Assuming, but not so deciding, that the evidence that the petitioner was under the influence of intoxicating liquor was sufficient under the rule as stated in People v. Dingle, 56 Cal. App. 445 [205 P. 705], and People v. McKee, 80 Cal. App. 200 [251 P. 675], was the mere showing that petitioner drove his car at an estimated speed of fifty-five miles an hour, and during which time he momentarily drove onto the left portion of the highway then back again to the right side and ultimately over the embankment, sufficient to come within the provisions of section 501 of the Vehicle Code? Respondent insists that the question should be answered in the affirmative and that no further evidence is necessary.
 Under Vehicle Code sections 510 (basic speed law) and 511 (prima facie speed limits) speed alone cannot be considered as unlawful without additional evidence as regards such speed in relation to the physical facts of the surface, width and general characteristics of the highway, together with traffic conditions as of that time.  In the absence of a showing herein, either that the circumstances required a slower speed than the evidence disclosed or that the one failure to comply with the terms of section 525 of the Vehicle [61 Cal. App. 2d 314] Code (driving on right side of highway) proximately caused the fatal injury to Nevins, it cannot be said that petitioner's driving was such as to bring his actions within the prohibitions of section 501 of the Vehicle Code. The criterion in such cases must be the reasonableness of the speed in relation to the physical facts surrounding the highway and its use at the particular time. (People v. McKee, supra.)
 We cannot agree with petitioner's final contention that the evidence which placed the scene of the accident six and one-half miles south of Grass Valley on the Auburn highway, number 49, fails to show venue. It is true such evidence is not wholly satisfactory, but as this court said in People v. Bastio, 55 Cal. App. 2d 615, 617 [131 P.2d 614]: "Venue in a criminal case need not be proven beyond a reasonable doubt." (People v. Montgomery, 32 Cal. App. 2d 43 [89 P.2d 184]; People v. De Soto, 33 Cal. App. 2d 478 [92 P.2d 466].)

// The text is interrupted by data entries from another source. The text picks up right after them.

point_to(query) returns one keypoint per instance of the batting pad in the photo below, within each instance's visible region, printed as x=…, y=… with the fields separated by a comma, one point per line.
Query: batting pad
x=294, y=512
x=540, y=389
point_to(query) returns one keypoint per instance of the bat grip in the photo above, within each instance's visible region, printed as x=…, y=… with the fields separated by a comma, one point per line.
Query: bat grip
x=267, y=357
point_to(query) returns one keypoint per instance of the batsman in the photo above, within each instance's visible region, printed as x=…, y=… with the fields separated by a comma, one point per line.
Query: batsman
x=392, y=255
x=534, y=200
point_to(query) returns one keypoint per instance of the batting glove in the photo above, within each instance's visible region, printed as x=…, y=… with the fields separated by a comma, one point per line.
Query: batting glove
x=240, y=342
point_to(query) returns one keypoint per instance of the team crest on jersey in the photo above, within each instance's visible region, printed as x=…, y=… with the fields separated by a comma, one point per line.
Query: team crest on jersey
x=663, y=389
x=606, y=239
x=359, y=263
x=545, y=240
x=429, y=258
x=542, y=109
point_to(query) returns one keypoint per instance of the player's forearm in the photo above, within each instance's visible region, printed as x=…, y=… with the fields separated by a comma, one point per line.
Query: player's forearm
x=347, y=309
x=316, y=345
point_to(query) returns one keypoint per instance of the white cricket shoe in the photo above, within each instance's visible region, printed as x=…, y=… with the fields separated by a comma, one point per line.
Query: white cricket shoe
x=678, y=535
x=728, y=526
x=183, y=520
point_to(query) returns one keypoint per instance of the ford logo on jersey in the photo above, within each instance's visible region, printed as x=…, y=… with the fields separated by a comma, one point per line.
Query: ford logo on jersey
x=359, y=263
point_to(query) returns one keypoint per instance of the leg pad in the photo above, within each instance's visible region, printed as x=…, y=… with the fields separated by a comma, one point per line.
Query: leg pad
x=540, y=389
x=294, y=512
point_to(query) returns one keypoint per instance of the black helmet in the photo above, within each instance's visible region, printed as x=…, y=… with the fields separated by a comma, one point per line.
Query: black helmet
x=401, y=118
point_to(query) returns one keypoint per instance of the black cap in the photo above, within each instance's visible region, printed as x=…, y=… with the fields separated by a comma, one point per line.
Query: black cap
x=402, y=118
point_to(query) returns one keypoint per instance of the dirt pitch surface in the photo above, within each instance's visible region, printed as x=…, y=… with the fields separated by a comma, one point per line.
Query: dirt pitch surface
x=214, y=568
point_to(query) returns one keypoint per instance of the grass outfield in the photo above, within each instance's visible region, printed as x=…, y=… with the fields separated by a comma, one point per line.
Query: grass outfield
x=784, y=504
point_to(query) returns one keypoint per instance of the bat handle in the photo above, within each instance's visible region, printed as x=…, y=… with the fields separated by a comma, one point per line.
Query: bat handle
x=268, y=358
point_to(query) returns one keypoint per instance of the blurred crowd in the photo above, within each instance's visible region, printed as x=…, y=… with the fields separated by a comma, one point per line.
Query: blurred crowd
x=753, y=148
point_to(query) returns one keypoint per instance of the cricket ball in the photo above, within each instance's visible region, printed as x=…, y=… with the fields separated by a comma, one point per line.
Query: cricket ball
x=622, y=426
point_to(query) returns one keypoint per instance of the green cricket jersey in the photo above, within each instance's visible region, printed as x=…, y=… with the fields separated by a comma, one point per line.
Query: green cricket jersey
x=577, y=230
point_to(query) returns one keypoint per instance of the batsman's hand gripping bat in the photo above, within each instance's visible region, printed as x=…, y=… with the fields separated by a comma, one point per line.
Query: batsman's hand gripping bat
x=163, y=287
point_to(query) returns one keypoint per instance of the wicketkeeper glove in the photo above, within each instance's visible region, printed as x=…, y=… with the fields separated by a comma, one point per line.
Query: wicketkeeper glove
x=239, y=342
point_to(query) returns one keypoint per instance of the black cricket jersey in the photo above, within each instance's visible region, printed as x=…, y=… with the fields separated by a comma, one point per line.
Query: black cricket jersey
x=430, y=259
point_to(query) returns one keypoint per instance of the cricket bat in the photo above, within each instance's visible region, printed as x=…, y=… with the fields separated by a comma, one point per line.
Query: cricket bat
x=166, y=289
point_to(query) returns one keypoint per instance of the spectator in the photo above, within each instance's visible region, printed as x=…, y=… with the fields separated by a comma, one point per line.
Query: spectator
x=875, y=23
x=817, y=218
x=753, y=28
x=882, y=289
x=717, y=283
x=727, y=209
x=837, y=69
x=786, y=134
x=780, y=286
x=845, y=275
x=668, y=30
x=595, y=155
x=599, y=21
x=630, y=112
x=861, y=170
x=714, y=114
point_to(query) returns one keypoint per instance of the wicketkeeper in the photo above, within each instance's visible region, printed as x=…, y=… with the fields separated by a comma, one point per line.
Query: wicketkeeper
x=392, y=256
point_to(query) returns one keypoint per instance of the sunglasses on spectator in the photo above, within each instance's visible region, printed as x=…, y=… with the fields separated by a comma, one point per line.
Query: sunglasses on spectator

 Courts may take judicial notice of geographical facts. (Sec. 1875, Code Civ. Proc.) By an examination of a map of this state showing the county subdivisions it is readily apparent that the highway in question runs in a southerly direction from the city of Grass Valley for a distance of approximately fifteen miles before crossing the Placer County line. Such facts are well established and authoritatively settled. (Communist Party v. Peek, 20 Cal. 2d 536 [127 P.2d 889].)
From the record as presented to this court the conclusion is inescapable that the petitioner was committed on a criminal charge without reasonable or probable cause. (In re Whitlatch, 60 Cal. App. 2d 189 [140 P.2d 457].)
The petitioner is discharged.
Thompson, J., and Adams, P. J., concurred.